Coen laughs and pulls Sola’s head back to kiss her neck. “You’ll have half the realm lining up for whatever treatment she’s getting.”
Not a hint of emotion sparks to life on Eli’s face. “She gets what she deserves.” He finally stands and stretches, twisting his torso with his arms above his head. The black marks on his back shrink and cower under the rippling of his muscles. “Nowhere is safe. And the kid is right—none of them are in their right mind. We’re going back to the Underbroke for Zandrite. We don’t leave until the fucker is dead.”
Milo paces in circles. “How’s that going to work? He’s a god.”
“So is Never,” Eli says. No explanation.
Milo nods skeptically.
“She’s a what?” Maverick J. asks, his jaw cranked open.
Coen crimps his face with skepticism. “So first she’s a Hollow. Then she’s not. Then she’s a Vaile, but not anymore. Now she’s a god? What’s next?”
The black of Eli’s eyes takes over all the color. “She’s whatever the fuck I say she is. Do not piss me off today.” He swallows tightly. “I’m out for blood.”
Coen backs off.
Sypher clears his throat quietly, looking up at Coen, nearly two heads taller than him. “I don’t think Eli ever said she was a Vaile.”

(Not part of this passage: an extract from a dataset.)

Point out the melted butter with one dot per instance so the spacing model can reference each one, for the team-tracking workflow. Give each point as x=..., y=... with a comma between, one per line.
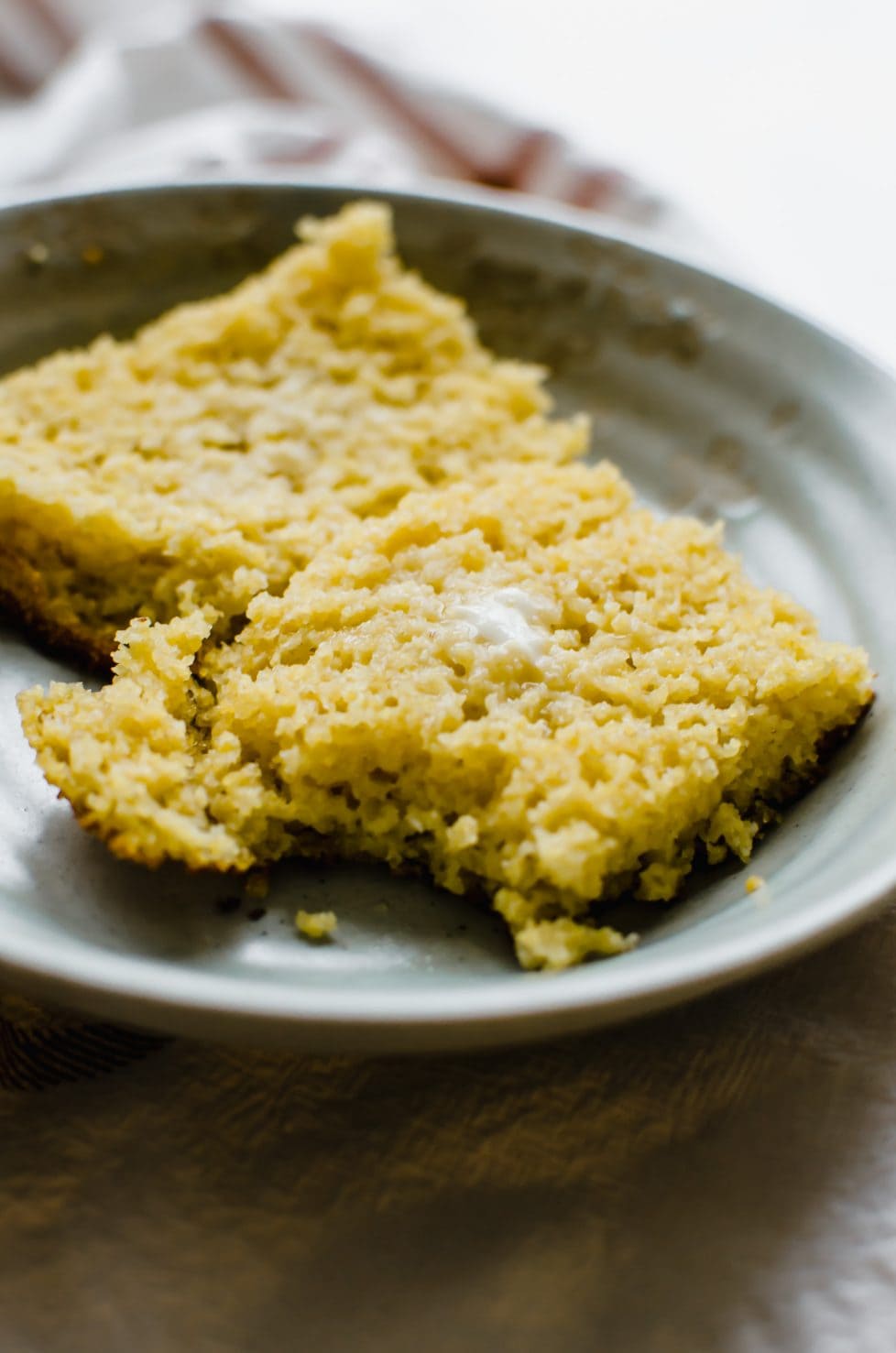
x=509, y=620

“It was implied when he told us she wasn’t a Hollow,” Coen says, shoving him.
“You’re all wrong,” I say, my mouth still full. “I’m a fucking demigod.”
Sola mutters Coen’s name as if her mind were elsewhere, and he retreats, wrapping an arm around her waist. She looks off into the distance where the teva fields are, the Underbroke below, and rubs her bandaged wrists together. “I’m not going back.”